Identité, médias, nouvelles générations
Les débuts de Moreira renforcent le storytelling médiatique du MotoGP: Liberty et Dorna parient sur une communication plus jeune et plus interactive, dans laquelle les athlètes sont des “influenceurs de marque”, les GP deviennent des festivals urbains et la narration passe du sport pur à une transversalité culturelle et sociale. Ce n’est pas une coïncidence si le MotoGP 2026 au Brésil pourrait, mais ce n’est pas encore confirmé, être inclus dans une semaine d’événements sur la “nouvelle mobilité”, avec des sponsors du partage, de l’e-mobilité et de la réalité augmentée. La couverture sociale, y compris TikTok, Twitch et les partenariats avec les médias, augmentera la valeur de la marque des pilotes et des équipes dans toutes les catégories.

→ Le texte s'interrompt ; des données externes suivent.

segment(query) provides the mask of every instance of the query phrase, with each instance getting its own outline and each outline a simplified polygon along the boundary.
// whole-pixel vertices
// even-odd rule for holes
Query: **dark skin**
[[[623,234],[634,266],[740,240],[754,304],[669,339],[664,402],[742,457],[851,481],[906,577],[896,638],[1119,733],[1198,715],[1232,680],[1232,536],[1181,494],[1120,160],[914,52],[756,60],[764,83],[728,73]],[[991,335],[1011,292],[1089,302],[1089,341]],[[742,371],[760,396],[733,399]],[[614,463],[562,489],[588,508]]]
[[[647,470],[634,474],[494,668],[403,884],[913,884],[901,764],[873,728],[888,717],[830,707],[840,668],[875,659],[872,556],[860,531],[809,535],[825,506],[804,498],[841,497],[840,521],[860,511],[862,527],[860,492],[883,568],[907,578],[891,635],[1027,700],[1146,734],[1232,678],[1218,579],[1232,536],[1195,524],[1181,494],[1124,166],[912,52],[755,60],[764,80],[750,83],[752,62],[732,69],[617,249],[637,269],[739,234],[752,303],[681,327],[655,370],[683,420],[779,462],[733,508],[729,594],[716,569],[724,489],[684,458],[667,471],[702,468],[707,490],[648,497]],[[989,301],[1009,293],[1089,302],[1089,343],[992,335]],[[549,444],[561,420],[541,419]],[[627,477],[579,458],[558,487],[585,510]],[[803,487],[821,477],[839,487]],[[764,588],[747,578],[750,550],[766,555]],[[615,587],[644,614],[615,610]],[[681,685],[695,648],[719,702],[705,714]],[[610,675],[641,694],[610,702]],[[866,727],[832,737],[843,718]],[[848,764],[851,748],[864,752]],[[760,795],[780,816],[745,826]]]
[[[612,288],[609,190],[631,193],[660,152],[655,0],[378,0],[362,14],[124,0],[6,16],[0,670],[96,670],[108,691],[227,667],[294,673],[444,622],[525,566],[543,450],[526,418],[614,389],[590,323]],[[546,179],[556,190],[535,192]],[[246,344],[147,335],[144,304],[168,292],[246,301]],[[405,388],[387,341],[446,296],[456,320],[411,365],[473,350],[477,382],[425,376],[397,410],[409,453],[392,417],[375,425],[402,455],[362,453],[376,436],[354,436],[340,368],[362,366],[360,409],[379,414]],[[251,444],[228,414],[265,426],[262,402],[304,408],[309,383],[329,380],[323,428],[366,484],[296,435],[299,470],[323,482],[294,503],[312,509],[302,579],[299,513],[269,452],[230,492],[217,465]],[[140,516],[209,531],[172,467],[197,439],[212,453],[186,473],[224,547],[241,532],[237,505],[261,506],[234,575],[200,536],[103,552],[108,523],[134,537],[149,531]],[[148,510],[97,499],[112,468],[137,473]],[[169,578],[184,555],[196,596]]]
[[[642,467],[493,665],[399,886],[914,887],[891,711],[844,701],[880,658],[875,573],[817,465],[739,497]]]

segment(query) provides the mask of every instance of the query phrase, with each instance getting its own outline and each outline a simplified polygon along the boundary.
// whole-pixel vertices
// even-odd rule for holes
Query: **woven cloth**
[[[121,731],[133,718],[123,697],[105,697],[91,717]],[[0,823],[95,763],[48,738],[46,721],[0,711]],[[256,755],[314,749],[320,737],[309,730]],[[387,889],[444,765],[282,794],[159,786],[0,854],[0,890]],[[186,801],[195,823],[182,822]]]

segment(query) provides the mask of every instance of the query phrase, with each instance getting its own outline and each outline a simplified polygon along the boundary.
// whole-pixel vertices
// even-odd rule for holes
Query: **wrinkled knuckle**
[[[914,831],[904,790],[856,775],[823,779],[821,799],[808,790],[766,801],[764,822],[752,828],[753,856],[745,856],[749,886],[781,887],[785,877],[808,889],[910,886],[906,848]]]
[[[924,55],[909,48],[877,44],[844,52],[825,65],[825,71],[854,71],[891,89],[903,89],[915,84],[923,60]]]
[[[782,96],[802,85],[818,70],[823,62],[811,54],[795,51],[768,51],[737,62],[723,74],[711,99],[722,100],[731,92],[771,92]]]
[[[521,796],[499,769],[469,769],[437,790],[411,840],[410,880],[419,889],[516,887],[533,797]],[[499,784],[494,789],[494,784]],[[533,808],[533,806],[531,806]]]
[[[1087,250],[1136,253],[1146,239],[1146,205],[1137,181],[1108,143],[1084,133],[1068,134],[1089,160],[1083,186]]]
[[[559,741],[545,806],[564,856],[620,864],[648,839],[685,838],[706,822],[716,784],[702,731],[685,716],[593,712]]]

L’effet Moreira : des opportunités pour tous
Pour Liberty Media, pour Dorna, pour les constructeurs de motos et pour l’ensemble de la chaîne d’approvisionnement, le “phénomène Moreira” est donc un levier commercial, culturel et stratégique. Une occasion de consolider le MotoGP en tant que plateforme mondiale dans une nouvelle ère de marketing sportif et de socialisation de masse.
Avec la récente acquisition de Dorna par Liberty Media, la même société qui a fait de la F1 un phénomène mondial, l’entrée de Moreira et la relance du MotoGP en Amérique latine peuvent apporter un soutien extraordinaire à une stratégie précise :étendre les marchés clés et impliquer les nouvelles générations. Liberty vise maintenant à reproduire le boom médiatique et social observé en Formule 1, en se concentrant sur des héros locaux comme Moreira pour activer les “bases de fans” régionales et renforcer sa présence numérique.